We know so far Nvidia will set aside 1GB of VRAM for it.
Where do you get this number from?
I would assume the BVH can have any size depending on scene, also larger than 1GB? Likely 1GB is some kind of average from current games?
Beside BVH, it would be interesting to know if they use a stack per ray (likely) and where they store it.
The only option i see is L1 (which they also use for LDS / texture cache), likely reserving a fixed, small size per ray and if this becomes too small the traversal algorithm needs some restart fallback to still give correct results.
I guess this will be very similar for AMD, maybe the TMU patent did even mention LDS. (They also added some short stack traversal variants to Radeon Rays.)
Also interesting: Does NV use binary tree or MBVH?
AMDs TMU patent mentioned a branching factor of 4, so the tree would have much less levels than a binary one, and memory access can be made more coherent.

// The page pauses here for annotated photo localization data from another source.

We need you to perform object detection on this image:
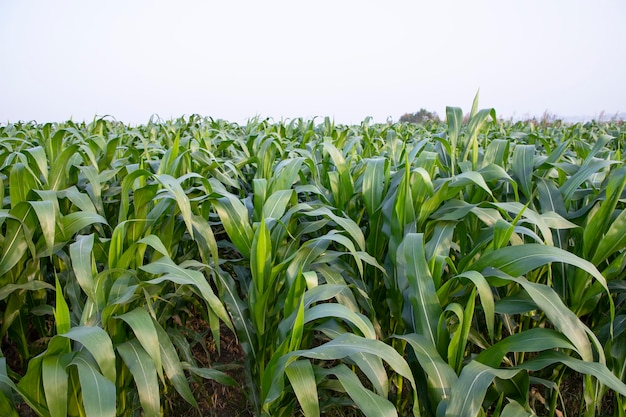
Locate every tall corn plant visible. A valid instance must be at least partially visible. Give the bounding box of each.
[0,119,234,416]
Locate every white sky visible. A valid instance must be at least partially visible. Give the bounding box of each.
[1,0,625,125]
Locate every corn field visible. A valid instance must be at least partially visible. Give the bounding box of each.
[0,101,625,417]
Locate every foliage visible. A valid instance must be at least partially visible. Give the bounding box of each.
[0,103,625,417]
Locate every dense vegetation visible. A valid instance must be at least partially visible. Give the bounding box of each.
[0,101,625,417]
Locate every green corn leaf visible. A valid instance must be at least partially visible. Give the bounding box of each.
[0,390,19,417]
[42,353,72,417]
[500,400,534,417]
[586,167,626,262]
[155,173,194,239]
[251,217,272,294]
[265,333,415,407]
[116,308,163,383]
[398,233,442,345]
[304,303,376,339]
[16,355,50,417]
[270,157,304,192]
[482,270,595,362]
[54,277,71,335]
[61,326,116,383]
[483,139,509,168]
[10,162,40,207]
[305,207,366,251]
[0,281,54,302]
[0,204,36,277]
[396,333,457,402]
[153,319,197,408]
[117,339,160,417]
[29,200,56,254]
[285,360,319,417]
[450,171,493,197]
[48,144,79,191]
[560,158,616,204]
[215,268,256,361]
[444,361,522,417]
[141,257,233,332]
[322,364,397,417]
[60,212,108,242]
[70,352,116,417]
[592,207,626,265]
[511,144,535,200]
[518,350,626,397]
[24,145,48,183]
[475,327,574,368]
[349,351,388,397]
[212,193,253,258]
[468,243,609,305]
[362,157,386,215]
[70,234,96,303]
[453,271,495,343]
[446,106,463,174]
[262,189,293,220]
[0,358,18,417]
[183,365,238,386]
[56,186,98,214]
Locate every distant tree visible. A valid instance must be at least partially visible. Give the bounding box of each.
[399,108,440,124]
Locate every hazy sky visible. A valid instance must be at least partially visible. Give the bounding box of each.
[1,0,624,125]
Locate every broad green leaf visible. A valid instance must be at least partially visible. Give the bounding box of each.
[54,277,71,335]
[262,189,293,220]
[212,193,253,258]
[48,144,79,191]
[511,144,535,199]
[10,162,39,207]
[271,157,304,192]
[70,234,96,302]
[116,308,163,383]
[117,339,160,417]
[446,106,463,173]
[70,352,115,417]
[285,360,319,417]
[141,257,232,331]
[469,243,609,304]
[519,350,626,397]
[29,200,55,254]
[155,173,194,239]
[592,207,626,265]
[153,319,197,408]
[453,271,495,342]
[482,271,594,362]
[251,217,272,295]
[42,353,71,417]
[475,328,574,368]
[396,333,457,401]
[0,204,36,277]
[500,400,534,417]
[183,365,238,386]
[322,364,397,417]
[0,281,54,302]
[398,233,442,345]
[444,361,522,417]
[61,326,116,382]
[362,157,386,214]
[265,333,415,406]
[560,158,615,204]
[60,212,108,241]
[305,207,366,251]
[304,303,376,339]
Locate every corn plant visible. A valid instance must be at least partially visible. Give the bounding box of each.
[1,107,625,417]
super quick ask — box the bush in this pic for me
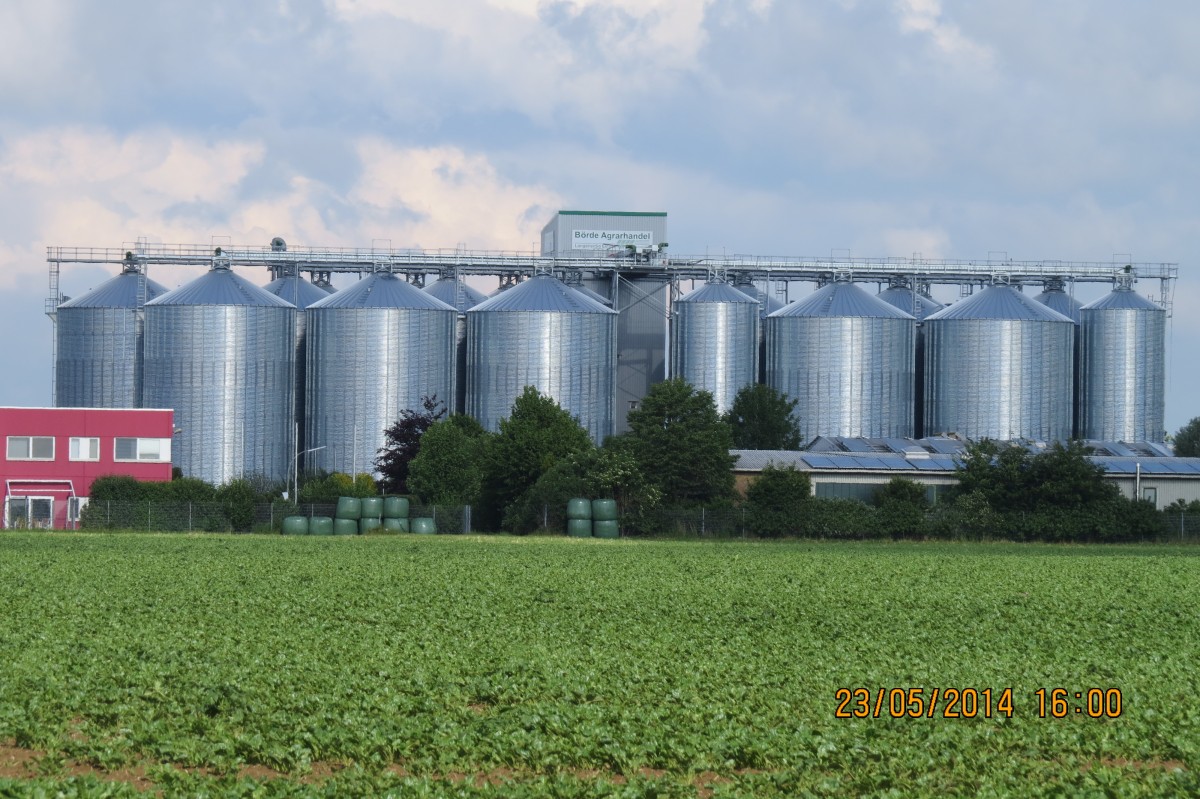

(Still, i wonder why not 8, because that's a nice number to divide 3D space like an octree, while 4 would be nice for 2D like quadtree - must have technical reasons.)
However, it's just details. I do not expect a big difference between NV / AMD or desktop / console from the programmers perspective.
Only exception is AMDs option for programmable traversal to enable things like stochastic LOD, fallback to reflection probes if ray takes too long, things like that.